Johannes kreeg dit te zien op Patmos. Losgerukt van zijn geliefde gemeente Éfeze, had de Heere hem daar een plaats gegeven. Dat is ingrijpend geweest. Patmos was niet zo’n aangename plaats, het was een ballingsoord. Daar werden mensen naartoe gezonden die uit de maatschappij verbannen werden zoals moordenaars, overspelers en dieven. Daar zat Johannes tussen! Waarom was hij naar Patmos verbannen? Dat leest u in het eerste hoofdstuk van Openbaring: Ik, Johannes, die ook uw broeder ben en medegenoot in de verdrukking en in het Koninkrijk en in de lijdzaamheid van Jezus Christus, was in het eiland genaamd Patmos, om het Woord Gods en om de getuigenis van Jezus Christus (Openb. 1:9). Dat was zijn misdaad. Aangrijpend!

Waarom had God die Godsgezant nu daar een plaats gegeven? Denkt u niet dat dit ook voor hemzelf een raadsel geweest zal zijn? Op zo’n hoge leeftijd en dan daar terechtgekomen.

In het eerste hoofdstuk van Openbaring lezen wij ook hoe hij in den geest was op den dag des Heeren (Openb. 1:10). Daar was geen kerk, geen samenkomst en gemeente. Daar zat die man, alleen. Toch nam hij op den dag des Heeren wel de middelen waar. En daar in de afzondering kwam de Heere Zelf over. Een onvergetelijk ogenblik! Johannes was toch niet verlaten. De Heere had zijn weg bepaald.

Johannes kreeg toen van Christus de opdracht om brieven te schrijven. De zeven brieven aan de zeven gemeenten, zoals deze te lezen zijn in het tweede en derde hoofdstuk van Openbaring. Die gemeenten hadden allemaal hun zonden en ongerechtigheden. Ook zijn eigen gemeente Éfeze. Door de Heilige Geest gedreven moest hij een brief richten aan onder meer de engel, de voorganger, van de gemeente waaraan hij zo nauw verbonden was. Hoe ingrijpend moet dat voor hem geweest zijn.

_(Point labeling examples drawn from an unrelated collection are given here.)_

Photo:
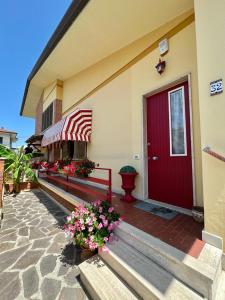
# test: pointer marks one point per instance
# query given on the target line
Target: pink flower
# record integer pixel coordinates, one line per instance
(100, 225)
(111, 227)
(117, 223)
(104, 249)
(69, 218)
(97, 203)
(111, 209)
(105, 222)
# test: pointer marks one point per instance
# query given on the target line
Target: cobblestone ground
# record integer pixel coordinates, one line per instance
(31, 243)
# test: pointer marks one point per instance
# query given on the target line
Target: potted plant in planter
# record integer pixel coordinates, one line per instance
(18, 169)
(89, 227)
(128, 174)
(198, 214)
(85, 168)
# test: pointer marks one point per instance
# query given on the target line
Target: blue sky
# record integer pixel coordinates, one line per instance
(25, 28)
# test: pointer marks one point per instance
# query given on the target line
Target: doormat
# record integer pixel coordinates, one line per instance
(157, 210)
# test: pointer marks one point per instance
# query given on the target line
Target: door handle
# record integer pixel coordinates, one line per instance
(155, 158)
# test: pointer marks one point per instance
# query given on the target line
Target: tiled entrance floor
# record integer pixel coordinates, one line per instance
(181, 232)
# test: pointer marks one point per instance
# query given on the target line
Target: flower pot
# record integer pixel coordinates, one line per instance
(198, 214)
(128, 184)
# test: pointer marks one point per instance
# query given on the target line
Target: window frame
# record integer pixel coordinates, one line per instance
(47, 117)
(85, 151)
(184, 122)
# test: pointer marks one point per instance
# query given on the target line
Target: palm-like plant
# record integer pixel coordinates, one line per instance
(17, 166)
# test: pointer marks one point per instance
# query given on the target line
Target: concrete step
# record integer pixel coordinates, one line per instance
(200, 274)
(147, 278)
(101, 282)
(220, 295)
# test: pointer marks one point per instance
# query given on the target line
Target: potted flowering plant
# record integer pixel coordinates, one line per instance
(91, 226)
(128, 175)
(85, 168)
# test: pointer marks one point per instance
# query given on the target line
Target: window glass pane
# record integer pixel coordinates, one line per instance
(47, 117)
(177, 123)
(80, 150)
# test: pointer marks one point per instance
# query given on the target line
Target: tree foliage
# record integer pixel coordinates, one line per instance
(17, 166)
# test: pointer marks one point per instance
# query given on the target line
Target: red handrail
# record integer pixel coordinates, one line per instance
(106, 182)
(214, 154)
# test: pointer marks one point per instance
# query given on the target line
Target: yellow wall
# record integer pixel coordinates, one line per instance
(117, 107)
(52, 92)
(210, 24)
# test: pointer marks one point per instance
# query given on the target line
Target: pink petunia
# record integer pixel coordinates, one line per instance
(111, 209)
(100, 225)
(90, 229)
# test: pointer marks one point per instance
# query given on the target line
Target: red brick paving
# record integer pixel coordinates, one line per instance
(182, 232)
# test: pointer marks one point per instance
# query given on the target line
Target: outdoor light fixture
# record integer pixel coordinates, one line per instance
(160, 67)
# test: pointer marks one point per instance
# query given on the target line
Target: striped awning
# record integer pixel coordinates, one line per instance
(76, 126)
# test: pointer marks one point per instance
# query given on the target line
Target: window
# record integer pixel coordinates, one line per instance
(177, 123)
(80, 150)
(47, 117)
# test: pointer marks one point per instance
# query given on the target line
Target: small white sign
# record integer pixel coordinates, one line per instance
(163, 46)
(216, 87)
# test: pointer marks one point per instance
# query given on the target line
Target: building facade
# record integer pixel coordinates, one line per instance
(168, 126)
(7, 137)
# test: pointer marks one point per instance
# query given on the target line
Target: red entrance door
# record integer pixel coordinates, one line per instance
(169, 147)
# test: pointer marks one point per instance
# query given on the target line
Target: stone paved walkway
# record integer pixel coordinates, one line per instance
(31, 243)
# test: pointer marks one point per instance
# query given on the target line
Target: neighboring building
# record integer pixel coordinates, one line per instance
(7, 137)
(95, 91)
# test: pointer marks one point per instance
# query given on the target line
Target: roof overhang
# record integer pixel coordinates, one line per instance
(86, 36)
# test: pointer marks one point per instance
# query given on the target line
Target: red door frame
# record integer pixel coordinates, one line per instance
(172, 84)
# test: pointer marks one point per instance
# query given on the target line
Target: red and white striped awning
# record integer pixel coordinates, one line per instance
(76, 126)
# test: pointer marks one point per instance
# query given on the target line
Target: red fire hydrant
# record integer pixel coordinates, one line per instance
(128, 175)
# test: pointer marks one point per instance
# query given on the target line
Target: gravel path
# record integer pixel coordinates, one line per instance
(31, 245)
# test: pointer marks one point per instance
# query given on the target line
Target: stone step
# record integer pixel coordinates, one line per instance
(200, 274)
(220, 295)
(101, 282)
(148, 279)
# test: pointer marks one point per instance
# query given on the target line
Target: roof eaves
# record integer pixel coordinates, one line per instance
(70, 16)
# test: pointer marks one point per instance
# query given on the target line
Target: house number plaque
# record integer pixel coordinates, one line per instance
(216, 87)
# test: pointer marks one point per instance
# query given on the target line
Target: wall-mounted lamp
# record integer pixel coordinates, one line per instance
(160, 67)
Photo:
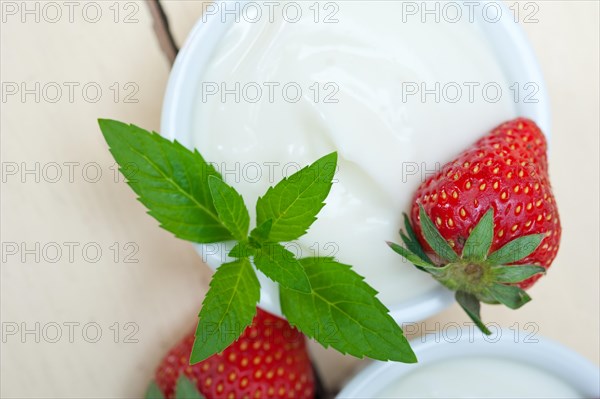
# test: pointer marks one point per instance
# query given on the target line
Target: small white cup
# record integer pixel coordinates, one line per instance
(507, 40)
(539, 353)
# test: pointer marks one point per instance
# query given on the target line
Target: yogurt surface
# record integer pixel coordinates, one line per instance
(355, 76)
(479, 377)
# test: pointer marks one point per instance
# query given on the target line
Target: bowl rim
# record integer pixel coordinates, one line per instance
(180, 94)
(545, 354)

Na het schrijven van deze brieven nam de Heere hem in de geest een ogenblik op en mocht hij boven alles uitzien. Dit is beschreven in hoofdstuk 4. Voordat hij de komende oordelen moest optekenen, gaf de Heere hem eerst nog een troostgezicht: Na dezen zag ik, en zie, een deur was geopend in den hemel; en de eerste stem die ik gehoord had, als van een bazuin met mij sprekende, zeide: Kom hier op, en Ik zal u tonen hetgeen na dezen geschieden moet. En terstond werd ik in den geest (Openb. 4:1-2a).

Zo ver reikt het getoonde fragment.